When we say JVM code is not efficient in terms of FLOPs we're talking about a factor of 2 or so though, not really the same as the factor of 20+ you lose by implementing numeric code in pure Python. So Scala gives you a 10x faster cycle during early development. Maybe it's fast enough that you don't need that last factor of 2, or maybe just JNIing a few core operations is enough (you can also do some tricks with the advanced type system; with NumPy if it looks like Python iteration then it is, whereas with something like Breeze you can potentially have something that looks like Scala iteration but won't actually copy the data back and forth). But in the cases where you do need to push things right down into Fortran, Scala is just as good a glue language as Python is.
> When we say JVM code is not efficient in terms of FLOPs we're talking about a factor of 2 or so though, not really the same as the factor of 20+

Not so in my experience.
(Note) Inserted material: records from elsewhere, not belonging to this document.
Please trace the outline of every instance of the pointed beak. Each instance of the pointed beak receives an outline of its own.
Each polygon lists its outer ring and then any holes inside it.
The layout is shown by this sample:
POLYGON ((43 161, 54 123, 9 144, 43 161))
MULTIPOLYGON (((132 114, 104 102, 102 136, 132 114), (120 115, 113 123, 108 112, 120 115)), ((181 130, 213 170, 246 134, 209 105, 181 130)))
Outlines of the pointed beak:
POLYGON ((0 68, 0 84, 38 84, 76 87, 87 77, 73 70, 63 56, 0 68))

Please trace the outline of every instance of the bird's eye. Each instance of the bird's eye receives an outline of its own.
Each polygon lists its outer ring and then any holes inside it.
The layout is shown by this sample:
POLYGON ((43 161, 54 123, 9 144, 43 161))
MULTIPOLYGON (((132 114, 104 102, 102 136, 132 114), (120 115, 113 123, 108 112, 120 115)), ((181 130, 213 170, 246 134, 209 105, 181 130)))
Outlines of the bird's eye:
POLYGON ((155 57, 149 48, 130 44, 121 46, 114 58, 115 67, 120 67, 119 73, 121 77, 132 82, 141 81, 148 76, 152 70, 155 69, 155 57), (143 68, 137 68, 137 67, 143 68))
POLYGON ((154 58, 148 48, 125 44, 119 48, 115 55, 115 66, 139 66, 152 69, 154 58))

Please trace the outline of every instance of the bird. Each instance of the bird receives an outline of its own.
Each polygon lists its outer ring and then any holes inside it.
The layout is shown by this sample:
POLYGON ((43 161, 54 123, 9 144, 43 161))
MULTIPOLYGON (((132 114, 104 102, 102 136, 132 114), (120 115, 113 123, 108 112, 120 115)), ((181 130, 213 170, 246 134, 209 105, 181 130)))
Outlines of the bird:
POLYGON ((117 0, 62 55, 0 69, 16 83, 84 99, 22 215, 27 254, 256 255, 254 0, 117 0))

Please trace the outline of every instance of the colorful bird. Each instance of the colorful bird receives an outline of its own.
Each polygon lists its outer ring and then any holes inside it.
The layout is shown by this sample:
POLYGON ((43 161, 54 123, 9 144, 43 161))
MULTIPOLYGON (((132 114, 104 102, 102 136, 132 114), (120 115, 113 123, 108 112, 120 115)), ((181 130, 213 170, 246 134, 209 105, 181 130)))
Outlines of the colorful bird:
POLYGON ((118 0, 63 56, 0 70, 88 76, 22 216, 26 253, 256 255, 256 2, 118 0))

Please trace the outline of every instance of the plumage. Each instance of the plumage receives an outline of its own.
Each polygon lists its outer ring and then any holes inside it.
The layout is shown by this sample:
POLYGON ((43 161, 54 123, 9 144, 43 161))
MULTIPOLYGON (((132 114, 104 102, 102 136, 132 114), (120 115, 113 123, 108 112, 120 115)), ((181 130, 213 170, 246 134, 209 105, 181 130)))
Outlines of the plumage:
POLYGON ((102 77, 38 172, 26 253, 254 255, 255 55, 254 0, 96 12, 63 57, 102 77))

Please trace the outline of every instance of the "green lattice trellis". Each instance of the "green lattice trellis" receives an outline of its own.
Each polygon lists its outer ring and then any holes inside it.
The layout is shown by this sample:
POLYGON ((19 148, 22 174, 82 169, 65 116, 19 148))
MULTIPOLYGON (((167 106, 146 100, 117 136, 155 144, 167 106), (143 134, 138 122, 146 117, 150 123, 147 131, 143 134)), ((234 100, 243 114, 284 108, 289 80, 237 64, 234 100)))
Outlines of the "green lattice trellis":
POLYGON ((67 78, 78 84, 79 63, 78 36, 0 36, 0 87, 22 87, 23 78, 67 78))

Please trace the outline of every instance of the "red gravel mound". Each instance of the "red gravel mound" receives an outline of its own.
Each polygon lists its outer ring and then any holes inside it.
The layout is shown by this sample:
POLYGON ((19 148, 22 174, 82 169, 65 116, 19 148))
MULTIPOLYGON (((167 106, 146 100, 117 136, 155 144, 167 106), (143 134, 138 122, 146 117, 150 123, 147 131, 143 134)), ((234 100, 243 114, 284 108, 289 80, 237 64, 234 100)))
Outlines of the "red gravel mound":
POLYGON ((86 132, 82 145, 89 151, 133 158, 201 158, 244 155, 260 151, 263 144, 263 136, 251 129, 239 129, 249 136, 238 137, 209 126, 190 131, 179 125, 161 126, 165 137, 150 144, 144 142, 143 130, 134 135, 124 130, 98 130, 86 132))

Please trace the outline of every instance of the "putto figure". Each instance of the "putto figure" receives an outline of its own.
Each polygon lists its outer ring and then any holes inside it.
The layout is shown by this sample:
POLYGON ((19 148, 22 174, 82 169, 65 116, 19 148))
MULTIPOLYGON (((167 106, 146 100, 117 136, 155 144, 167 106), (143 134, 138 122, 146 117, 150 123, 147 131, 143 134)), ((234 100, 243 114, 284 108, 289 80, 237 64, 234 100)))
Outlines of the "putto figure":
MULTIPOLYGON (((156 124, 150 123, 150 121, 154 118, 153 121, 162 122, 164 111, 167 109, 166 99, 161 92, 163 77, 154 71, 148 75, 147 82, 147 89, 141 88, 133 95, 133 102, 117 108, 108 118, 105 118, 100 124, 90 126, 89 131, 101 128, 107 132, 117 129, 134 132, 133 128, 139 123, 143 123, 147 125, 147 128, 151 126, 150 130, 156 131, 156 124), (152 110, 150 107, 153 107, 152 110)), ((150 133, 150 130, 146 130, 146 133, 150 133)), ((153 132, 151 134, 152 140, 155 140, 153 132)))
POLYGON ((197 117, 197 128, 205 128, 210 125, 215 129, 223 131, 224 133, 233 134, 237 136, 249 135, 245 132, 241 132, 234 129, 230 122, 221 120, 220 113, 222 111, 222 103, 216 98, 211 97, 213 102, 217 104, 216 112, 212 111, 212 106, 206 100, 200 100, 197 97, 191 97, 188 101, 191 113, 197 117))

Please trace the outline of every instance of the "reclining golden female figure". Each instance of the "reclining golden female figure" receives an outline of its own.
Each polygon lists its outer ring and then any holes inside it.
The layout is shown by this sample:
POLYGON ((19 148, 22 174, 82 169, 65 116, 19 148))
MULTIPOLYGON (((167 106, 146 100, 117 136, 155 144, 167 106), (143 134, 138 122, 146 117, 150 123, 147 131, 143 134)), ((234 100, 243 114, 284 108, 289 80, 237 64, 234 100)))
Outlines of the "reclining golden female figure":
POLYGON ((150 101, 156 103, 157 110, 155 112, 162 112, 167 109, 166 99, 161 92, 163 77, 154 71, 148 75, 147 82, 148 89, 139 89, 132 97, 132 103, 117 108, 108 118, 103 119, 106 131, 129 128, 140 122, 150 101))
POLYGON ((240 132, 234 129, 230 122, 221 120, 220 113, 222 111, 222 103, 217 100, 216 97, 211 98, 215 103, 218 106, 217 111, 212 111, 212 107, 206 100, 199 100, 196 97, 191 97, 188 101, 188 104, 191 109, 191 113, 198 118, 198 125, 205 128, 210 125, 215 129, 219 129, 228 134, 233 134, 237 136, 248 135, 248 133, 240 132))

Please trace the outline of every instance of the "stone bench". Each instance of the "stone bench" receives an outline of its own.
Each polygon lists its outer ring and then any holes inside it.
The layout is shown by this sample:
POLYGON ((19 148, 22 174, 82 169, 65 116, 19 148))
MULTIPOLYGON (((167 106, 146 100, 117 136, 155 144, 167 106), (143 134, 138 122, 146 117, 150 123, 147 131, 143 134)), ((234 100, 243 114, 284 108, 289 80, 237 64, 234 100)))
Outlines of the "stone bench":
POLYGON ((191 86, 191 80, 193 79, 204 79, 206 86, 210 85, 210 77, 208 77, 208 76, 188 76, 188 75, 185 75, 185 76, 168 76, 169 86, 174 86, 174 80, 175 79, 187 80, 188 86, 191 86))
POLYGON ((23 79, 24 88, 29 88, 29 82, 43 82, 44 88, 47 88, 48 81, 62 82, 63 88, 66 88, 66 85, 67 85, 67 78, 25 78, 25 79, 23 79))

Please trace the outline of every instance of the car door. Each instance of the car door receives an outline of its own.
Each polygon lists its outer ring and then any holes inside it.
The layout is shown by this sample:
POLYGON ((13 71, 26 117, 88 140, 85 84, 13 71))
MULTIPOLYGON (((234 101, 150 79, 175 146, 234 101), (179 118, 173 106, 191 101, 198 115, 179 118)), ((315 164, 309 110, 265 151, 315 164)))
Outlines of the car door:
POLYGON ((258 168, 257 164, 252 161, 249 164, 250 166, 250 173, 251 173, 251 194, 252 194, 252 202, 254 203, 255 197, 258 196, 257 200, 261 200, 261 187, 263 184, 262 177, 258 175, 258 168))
Write a matrix multiply in pure Java, and pure C, C++, Fortran. The difference would easily be north of 5X, typically more.

Regarding JNI, please see the root of the comment tree. Rarely have I seen more stinky garbage. Its hopeless if you have to go back and forth across the bridge. If that be so I might as well be on the other side of the bridge.

JVM is fantastic, but if you are doing number crunching and performance matters, then JVM is a wrong choice.